Board Decisions

GF/B18/DP12

Approved by the Board on: 08 November 2008


Building and Sustaining a Response that Halves Tuberculosis (TB) Mortality and Prevalence

1. The Board acknowledges and commends the Stop TB Partnership's Global Plan to Stop TB 2006-2015 (the "Global Plan"), which aims to halve current tuberculosis prevalence and death rates by 2015. As the largest external financier of tuberculosis programs worldwide, the Global Fund is committed to ensuring that it is a key partner in supporting the implementation of the Global Plan.

2. The Board recognizes that almost 40% of the estimated 9.2 million new tuberculosis infections per year worldwide are not detected/diagnosed, posing a major risk to an increased transmission of tuberculosis. Therefore, the Board encourages applicants to the Global Fund and implementers of tuberculosis programs to develop innovative actions to accelerate case detection and effective treatment of these cases. This will require investment to: increase the speed and precision of tuberculosis diagnosis using new tools; strengthen in-country monitoring and evaluation (M&E) and surveillance systems; increase community based responses. The Board specifically urges use of the dual track financing and other mechanisms to expand funded, well-trained community-based services for case detection and Directly Observed Treatment Short-Course (DOTS) provision.

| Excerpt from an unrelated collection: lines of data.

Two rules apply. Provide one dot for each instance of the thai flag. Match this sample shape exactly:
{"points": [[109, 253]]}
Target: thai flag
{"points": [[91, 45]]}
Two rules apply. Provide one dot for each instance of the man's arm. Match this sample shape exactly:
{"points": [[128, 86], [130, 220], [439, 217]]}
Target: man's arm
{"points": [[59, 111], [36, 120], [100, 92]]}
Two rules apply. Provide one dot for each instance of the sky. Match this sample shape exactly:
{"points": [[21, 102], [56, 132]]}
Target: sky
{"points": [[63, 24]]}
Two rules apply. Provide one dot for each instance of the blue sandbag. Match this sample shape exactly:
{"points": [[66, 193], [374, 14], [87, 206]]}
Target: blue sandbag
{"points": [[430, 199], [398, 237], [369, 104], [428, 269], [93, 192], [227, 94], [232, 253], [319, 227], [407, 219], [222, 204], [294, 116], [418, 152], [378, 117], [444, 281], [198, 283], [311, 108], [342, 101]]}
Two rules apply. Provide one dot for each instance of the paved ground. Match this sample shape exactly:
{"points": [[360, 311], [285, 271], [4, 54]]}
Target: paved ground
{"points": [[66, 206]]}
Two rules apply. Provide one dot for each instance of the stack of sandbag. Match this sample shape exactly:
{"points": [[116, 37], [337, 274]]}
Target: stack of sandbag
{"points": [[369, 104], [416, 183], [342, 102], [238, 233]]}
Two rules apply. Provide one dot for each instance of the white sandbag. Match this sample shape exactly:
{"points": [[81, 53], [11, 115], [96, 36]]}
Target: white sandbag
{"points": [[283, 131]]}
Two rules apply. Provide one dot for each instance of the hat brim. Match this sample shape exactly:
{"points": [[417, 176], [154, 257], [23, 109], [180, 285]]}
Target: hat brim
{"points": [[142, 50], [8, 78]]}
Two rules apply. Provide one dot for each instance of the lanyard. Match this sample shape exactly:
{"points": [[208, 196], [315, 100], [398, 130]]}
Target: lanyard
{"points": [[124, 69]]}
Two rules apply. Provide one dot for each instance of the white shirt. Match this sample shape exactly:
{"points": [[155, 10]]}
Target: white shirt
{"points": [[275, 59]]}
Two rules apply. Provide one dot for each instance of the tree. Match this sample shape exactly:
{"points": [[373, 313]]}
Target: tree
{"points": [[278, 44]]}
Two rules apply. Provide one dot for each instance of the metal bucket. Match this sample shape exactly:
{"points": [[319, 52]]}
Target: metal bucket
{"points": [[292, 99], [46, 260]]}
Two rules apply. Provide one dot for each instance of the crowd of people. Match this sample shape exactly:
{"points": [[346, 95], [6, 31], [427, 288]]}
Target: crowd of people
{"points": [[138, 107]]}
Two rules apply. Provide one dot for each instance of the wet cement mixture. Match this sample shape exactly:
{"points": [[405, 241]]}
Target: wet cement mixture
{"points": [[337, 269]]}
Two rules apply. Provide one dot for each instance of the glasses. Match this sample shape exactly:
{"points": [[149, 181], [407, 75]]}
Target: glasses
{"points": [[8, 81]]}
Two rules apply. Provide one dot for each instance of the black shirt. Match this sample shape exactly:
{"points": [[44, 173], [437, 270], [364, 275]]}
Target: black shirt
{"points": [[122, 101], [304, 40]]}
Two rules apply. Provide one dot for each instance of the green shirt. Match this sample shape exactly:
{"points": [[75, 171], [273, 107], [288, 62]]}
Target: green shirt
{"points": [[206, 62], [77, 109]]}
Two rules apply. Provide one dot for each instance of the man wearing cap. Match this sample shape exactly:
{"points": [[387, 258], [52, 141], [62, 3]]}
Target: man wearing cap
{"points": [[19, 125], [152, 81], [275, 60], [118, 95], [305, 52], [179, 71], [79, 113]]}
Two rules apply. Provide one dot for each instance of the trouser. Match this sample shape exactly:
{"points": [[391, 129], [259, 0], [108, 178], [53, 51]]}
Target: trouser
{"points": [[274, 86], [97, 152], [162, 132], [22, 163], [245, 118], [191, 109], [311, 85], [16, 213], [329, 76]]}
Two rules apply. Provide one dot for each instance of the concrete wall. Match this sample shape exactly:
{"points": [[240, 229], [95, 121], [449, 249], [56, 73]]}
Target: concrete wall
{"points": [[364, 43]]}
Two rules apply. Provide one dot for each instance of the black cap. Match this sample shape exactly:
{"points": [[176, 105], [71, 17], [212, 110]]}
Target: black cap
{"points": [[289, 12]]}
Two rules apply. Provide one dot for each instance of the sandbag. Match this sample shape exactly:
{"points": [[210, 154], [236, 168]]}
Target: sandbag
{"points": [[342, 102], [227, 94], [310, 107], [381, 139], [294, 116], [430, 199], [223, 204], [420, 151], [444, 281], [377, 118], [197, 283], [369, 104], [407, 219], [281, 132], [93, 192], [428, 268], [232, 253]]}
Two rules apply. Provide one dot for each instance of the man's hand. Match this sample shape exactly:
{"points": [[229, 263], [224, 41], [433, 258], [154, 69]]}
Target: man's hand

3. The Board recognizes that the slow progress in implementing core TB-HIV collaborative services is a risk to achieving successful outcomes under current and future Global Fund tuberculosis and HIV grants. Given the large gap in tuberculosis screening in HIV settings and vice versa, the Board emphasizes that all applicants should include and implement significant, robust tuberculosis interventions in their HIV/AIDS proposals and HIV/AIDS interventions in their tuberculosis proposals. The Board requests the Secretariat to review the guidelines for phase 2 requests to require that, in respect of continued funding for tuberculosis or HIV grants, CCMs explain their plans for scale up to universal TB-HIV collaborative services and explicitly articulate what TB-HIV activities, funding, and indicators will be included in each proposal.

4. Noting the upcoming Ministerial meeting on MDR-TB in Beijing, the Board of the Global Fund urges substantive proposals be submitted to support MDR- and XDR-TB plans and that countries make use of budget and planning flexibilities to ensure programs utilize emerging technologies. The Board recognizes that the first line in reducing the risk of MDR-and XDR-TB is through effective DOTS treatment programs with high cure rates. In addition to expanding quality DOTS to prevent MDR-TB, a successful response will necessarily include a major scale up of drug susceptibility testing for all people suspected of having drug-resistant tuberculosis and effective treatment of these cases by expanding community-based DOTS-Plus programs. As such, the Board urges applicants to scale up laboratory capacity, and community-based management of MDR- and XDR-TB cases. 

5. Recognizing that, according to the Global Plan to Stop TB, there is a gap between estimated needs and available resources, the Board urges countries to undertake a comprehensive situational gap analysis and to submit ambitious proposals that are appropriate to the specific country context through future funding Rounds, or the Rolling Continuation Channel, or national strategy applications, which requests for funding are particularly aimed at achieving major and rapid expansion of case detection with high cure rates, universal coverage of TB-HIV collaborative services, as well as scaling up laboratory and care capacities to expand DOTS and to address MDR- and XDR-TB, and at strengthening M&E and surveillance systems. The Board also urges CCMs and Principal Recipients to take advantage of the flexibility offered in Global Fund financing and, if appropriate, to consider revising budgets for existing and new grants and for Phase 2 requests. In any funding request (whether a new application or under the Phase 2 process) applicants should demonstrate that they have sufficient capacity in these areas or show their plans for doing so.